Group says Vietnam monk in tree threatens suicide

HANOI, Nov 7 (Reuters) - A monk from a Buddhist sect in southern Vietnam has climbed up a tree and threatened to kill himself in a protest for religious freedom, an overseas support group said on Wednesday.

The Santa Ana California-based Central Council of Administrators of the Hoa Hao Buddhist Church said Vo Thanh Liem began a hunger strike on the tree in front of his temple on Tuesday and had both gasoline and a knife.

It said he intended to kill himself unless the police stopped harassing him.

The e-mailed statement said Liem's temple at Quang Minh Tu in the province of An Giang was surrounded by communist officials and police.
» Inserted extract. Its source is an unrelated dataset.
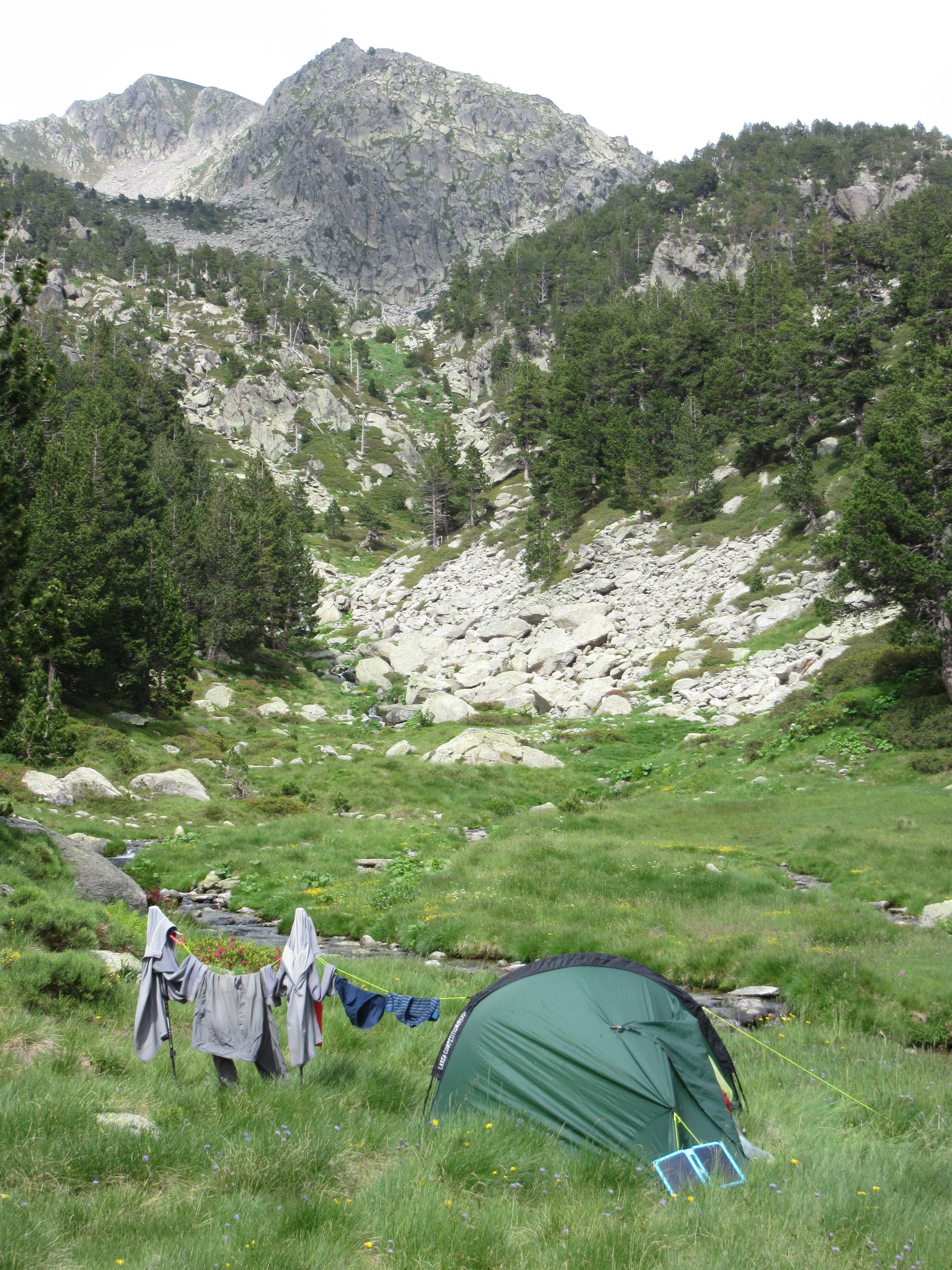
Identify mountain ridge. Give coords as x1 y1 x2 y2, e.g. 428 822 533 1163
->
0 40 653 303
Police at An Giang provincial police heaquarters said they were checking the report, while a local official in Liem's district said authorities there had no idea what he was doing as he had locked himself in his compound.

The overseas group said Liem had written to the authorities in April last year to protest against repression of the Hoa Hao church and expressed his intention to burn himself to death.

It said Liem had been jailed more than 10 times for his religious protests, once for several years after the authorities persuaded him to come down from a tree where he was meditating.

In March, a member of an outlawed branch of the Hoa Hao sect burned himself to death in a protest and that same month police in Ho Chi Minh City said they had foiled a mass immolation planned by the group in a park.

Several Buddhist monks burned themselves to death in famous public protests in the early 1960s to protest against religious repression by the then government of South Vietnam.

The communist government in Hanoi, which took over South Vietnam at the end of the Vietnam War in 1975 insists it respects religious rights but does not tolerate groups operating outside six authorised churches.